なお、EIMに同梱しているEDSにはSSLオプションを同梱しています。
(参照にはPPサポート契約が必要です)
https://www.support.nec.co.jp/View.aspx?id=9010107716
2.符合化スイートの変更
符合化スイート(ldapSSLCipherSuite)に"DH-"で始まるものがある場合は、"DH-"で除外した符合化スイートを設定して下さい。
なお、問題となるのは"DH-"で始まるものだけです。"DHE-”で始まるものは除外する必要はありません。
また、既定の設定値(DEFAULT:!DH)から変更していない場合は対処の必要はありません。
UNIVERGE DT800/DT900/DT900S SIP Phone
影響の有無
影響あり
対象となる製品のバージョン
・DT900/DT900S
~V5.2.0.1
・DT800
~V4.3.26.14
対処方法
OpenSSL1.1.1系に更新したF/Wを適用してください。
Mission Critical Mail
影響の有無
影響あり
対象となる製品のバージョン
RHEL7上で実行している全てのバージョン
(RHEL8上で実行している場合は影響ありません)
対処方法
Missino Critical Mail V1.3以降の場合は製品マニュアル「Mission Critical Mail Filter管理者ガイド」の17.1.1のtls_cipher_listの設定で「DH-」で始まる項目を削除することで脆弱性の影響を回避できます。

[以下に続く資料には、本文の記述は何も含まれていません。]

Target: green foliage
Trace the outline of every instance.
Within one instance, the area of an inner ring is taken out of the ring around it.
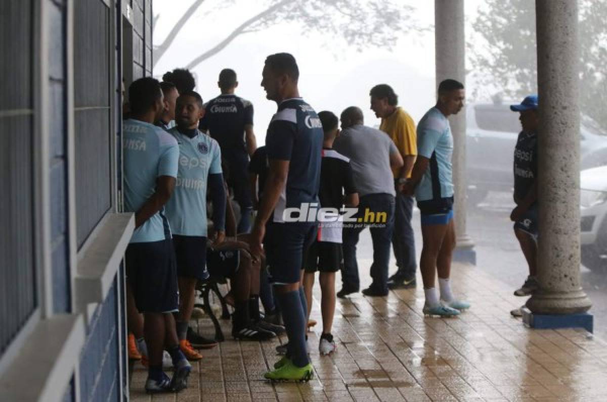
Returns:
[[[579,9],[580,106],[607,130],[607,0],[580,0]],[[478,84],[516,99],[537,93],[535,2],[486,0],[472,27],[483,39],[469,46]]]

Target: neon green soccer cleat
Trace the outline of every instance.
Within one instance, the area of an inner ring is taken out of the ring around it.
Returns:
[[[266,380],[273,381],[308,381],[312,379],[312,364],[308,363],[307,366],[299,367],[290,360],[283,364],[280,367],[274,371],[269,371],[263,375]]]
[[[291,359],[287,357],[286,356],[283,356],[280,358],[280,360],[274,364],[274,368],[280,369],[281,367],[284,366],[287,363],[287,362],[291,361]]]

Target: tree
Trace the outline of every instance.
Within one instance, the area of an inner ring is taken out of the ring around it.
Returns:
[[[607,129],[607,0],[580,0],[580,106]],[[486,0],[472,27],[483,40],[469,44],[479,86],[517,99],[537,92],[535,2]]]
[[[211,0],[213,1],[216,10],[249,0]],[[162,43],[154,48],[154,65],[204,2],[195,0]],[[285,22],[299,25],[304,35],[313,32],[322,33],[327,41],[341,36],[359,52],[369,47],[392,49],[400,35],[428,29],[413,18],[413,7],[403,4],[402,0],[265,0],[259,3],[263,5],[261,12],[235,27],[223,40],[211,45],[186,68],[192,69],[214,56],[242,35]],[[157,16],[155,21],[158,18]]]

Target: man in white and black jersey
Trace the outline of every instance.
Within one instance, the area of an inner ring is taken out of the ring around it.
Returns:
[[[235,95],[238,81],[233,70],[222,70],[217,85],[221,95],[206,104],[200,128],[203,132],[208,130],[219,143],[230,172],[228,184],[234,190],[234,199],[240,207],[238,232],[248,233],[253,203],[247,167],[249,157],[257,149],[253,132],[253,105]]]
[[[336,348],[331,333],[335,313],[335,273],[339,270],[342,252],[342,222],[339,211],[344,207],[358,206],[358,193],[354,185],[354,176],[350,159],[333,149],[333,141],[339,130],[337,116],[330,112],[318,113],[325,133],[320,164],[320,206],[333,209],[323,214],[319,223],[316,241],[308,249],[304,262],[304,289],[308,302],[308,318],[312,308],[312,287],[314,276],[319,271],[320,283],[320,311],[322,313],[322,333],[318,349],[321,355],[332,353]]]

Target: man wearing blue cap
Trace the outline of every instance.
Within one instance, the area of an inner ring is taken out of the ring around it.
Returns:
[[[538,97],[530,95],[520,104],[512,105],[512,112],[520,113],[523,130],[514,147],[514,202],[516,207],[510,215],[514,222],[514,234],[529,267],[529,275],[523,286],[514,292],[516,296],[528,296],[537,289],[537,113]],[[521,315],[520,309],[512,315]]]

(ただし、TLS通信ができなくなる送信先・受信元が発生するリスクがあります。)
AddPoint
影響の有無
影響あり
対象となる製品のバージョン
Addpoint/SA V6.5
対処方法
OpenSSL1.1.1にアップデートしてください。
UNIVERGE WAシリーズ
影響の有無
影響あり
対象となる製品のバージョン
Ver8.2以前
対処方法
Ver8.3.9にアップデートしてください。
サニタリー利用記録システム
影響の有無
影響あり
対象となる製品のバージョン
全てのバージョン
対処方法
最新バージョンにアップデートしてください。
CONNEXIVE PF
影響の有無
基盤として利用しているWebOTX Application Serverで影響あり
対象となる製品のバージョン
V7.0
対処方法
以下を参照してWebOTXの対処を実施してください。
https://support.pf.nec.co.jp/View.aspx?id=3010103206
NEC Cyber Security Platform
影響の有無
影響あり
対象となる製品のバージョン
NCSPエージェント V1.0~V2.0.7.1、V2.1.0.0~V2.2.1.3
対処方法
V2.0.7.2、V3.0にて対処済みです。
ActSecureポータル
影響の有無
影響あり
対象となる製品のバージョン
全てのバージョン
対処方法
最新バージョンで対応済みです。
Trusted IoT LCM
影響の有無
影響あり
対象となる製品のバージョン
すべてのバージョン
対処方法
CLMにおける設定変更で対処済みです。
参考情報
OpenSSL Security Advisory [09 September 2020]
https://www.openssl.org/news/secadv/20200909.txt
Raccoon Attack
https://raccoon-attack.com/
CVE-2020-1968
https://cve.mitre.org/cgi-bin/cvename.cgi?name=CVE-2020-1968
JVNVU#91973538
https://jvn.jp/vu/JVNVU91973538/index.html
更新情報
- 2025/01/15
-
Trusted IoT LCM を登録しました。
- 2023/02/10
-
ActSecureポータル を登録しました。
- 2022/04/15
-
NEC Cyber Security Platform を登録しました。
- 2022/01/25
-
CONNEXIVE PF を登録しました。
- 2021/06/18
-
AddPoint, UNIVERGE WAシリーズ, サニタリー利用記録システム を登録しました。
- 2021/01/22
-
EnterpriseIdentityManager, UNIVERGE DT800/DT900/DT900S SIP Phone, Mission Critical Mail を登録しました。
- 2020/12/18
-
EnterpriseDirectoryServer, エッジゲートウェイ, SpoolServer/Winspoolシリーズ, WebOTX, WitchyMail を登録しました。